Let Q be a quasigroup. For \(\alpha ,\beta \in S_Q\) let \(Q_{\alpha ,\beta }\) be the principal isotope \(x*y = \alpha (x)\beta (y)\). Put \(\mathbf a(Q)= |\{(x,y,z)\in Q^3;\) \(x(yz)) = (xy)z\}|\) and assume that \(|Q|=n\). Then \(\sum _{\alpha ,\beta }\mathbf a(Q_{\alpha ,\beta })/(n!)^2 = n^2(1+(n-1)^{-1})\), and for every \(\alpha \in S_Q\) there is \(\sum _\beta \mathbf a(Q_{\alpha ,\beta })/n! = n(n-1)^{-1}\sum _x(f_x^2-2f_x+n)\ge n^2\), where \(f_x=|\{y\in Q;\) \( y = \alpha (y)x\}|\). If G is a group and \(\alpha \) is an orthomorphism, then \(\mathbf a(G_{\alpha ,\beta })=n^2\) for every \(\beta \in S_Q\). A detailed case study of \(\mathbf a(G_{\alpha ,\beta })\) is made for the situation when \(G = \mathbb Z_{2d}\), and both \(\alpha \) and \(\beta \) are “natural” near-orthomorphisms.

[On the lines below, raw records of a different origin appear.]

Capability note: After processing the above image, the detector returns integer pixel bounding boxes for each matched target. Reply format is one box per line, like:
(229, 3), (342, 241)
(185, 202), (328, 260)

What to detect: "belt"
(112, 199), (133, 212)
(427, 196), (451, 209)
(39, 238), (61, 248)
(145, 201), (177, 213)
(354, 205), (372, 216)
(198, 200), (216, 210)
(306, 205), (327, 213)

Asymptotically, \(\mathbf a(G_{\alpha ,\beta })>3n\) if G is an abelian group of order n. Computational results: \(\mathbf a(7) = 17\) and \(\mathbf a(8) \le 21\), where \(\mathbf a(n) = \min \{\mathbf a(Q);\) \( |Q|=n\}\). There are also determined minimum values for \(\mathbf a(G_{\alpha ,\beta })\), G a group of order \(\le 8\).